I broke down the outline into a set of boxes by scanning over them.

type Box = (C, C) -- inclusive coordinates
makeBoxes :: [C] -> [Box]
makeBoxes cs =
    let cs' = sort cs -- left-to-right first, top-to-bottom second
        scanLines = cs' & groupOn fst
     in scanOver 0 [] scanLines
  where
    scanOver lastX currentYs [] = []
    scanOver lastX currentYs (new : rest) =
        let newX = new & head & fst
            closedBoxes = do
                [y1, y2] <- currentYs & chunksOf 2
                pure ((lastX, y1), (newX, y2))
            newYs =
                -- Take the new column and remove anything that
                -- corresponds to a y value that appears in both
                merge currentYs (map snd new)
         in -- Close the current boxes
            closedBoxes ++ scanOver newX newYs rest
    merge [] ns = ns
    merge ms [] = ms
    merge (m : ms) (n : ns)
        | m < n = m : merge ms (n : ns)
        | m > n = n : merge (m : ms) ns
        | otherwise = merge ms ns

The fiddly bit was handling all the cases for shape subtraction. I don't give it here because it's just a slog, but the gist is this:

type Shape = [Box]
subtractBox :: Box -> Box -> Shape -- returns whatever's left

subtractShape :: Shape -> Shape -> Shape -- this is just a fold.

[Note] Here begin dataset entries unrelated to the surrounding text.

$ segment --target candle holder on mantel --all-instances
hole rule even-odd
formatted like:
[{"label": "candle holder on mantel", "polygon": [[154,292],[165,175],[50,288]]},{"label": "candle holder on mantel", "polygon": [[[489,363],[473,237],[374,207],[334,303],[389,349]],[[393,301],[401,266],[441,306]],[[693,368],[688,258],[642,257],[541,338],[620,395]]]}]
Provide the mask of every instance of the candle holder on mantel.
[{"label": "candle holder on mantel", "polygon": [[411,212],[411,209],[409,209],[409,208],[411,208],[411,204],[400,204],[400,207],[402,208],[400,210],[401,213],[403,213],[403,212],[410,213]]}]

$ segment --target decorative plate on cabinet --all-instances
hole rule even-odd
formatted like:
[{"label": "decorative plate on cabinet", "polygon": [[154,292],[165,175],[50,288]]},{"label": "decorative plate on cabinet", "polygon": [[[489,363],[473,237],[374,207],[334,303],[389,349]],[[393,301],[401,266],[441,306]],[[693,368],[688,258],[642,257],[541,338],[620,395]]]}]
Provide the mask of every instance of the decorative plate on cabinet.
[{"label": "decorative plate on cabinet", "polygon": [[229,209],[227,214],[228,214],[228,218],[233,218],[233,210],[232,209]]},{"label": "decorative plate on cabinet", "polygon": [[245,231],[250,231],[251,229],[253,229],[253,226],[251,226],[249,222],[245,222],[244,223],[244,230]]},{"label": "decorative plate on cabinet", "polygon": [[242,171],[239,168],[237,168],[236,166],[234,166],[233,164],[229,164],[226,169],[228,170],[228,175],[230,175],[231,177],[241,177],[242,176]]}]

The idea: take a bounding box that's just large enough to cover all coordinates. From that, subtract the set of boxes above. You get a set of boxes that are in the "outside", ie, illegal region. [I did it this way because managing shape subtraction from the set of "inside" boxes is just more work.]

Then for each candidate rectangle, if it overlaps with any of the "out-of-bounds" boxes, it's not a solution.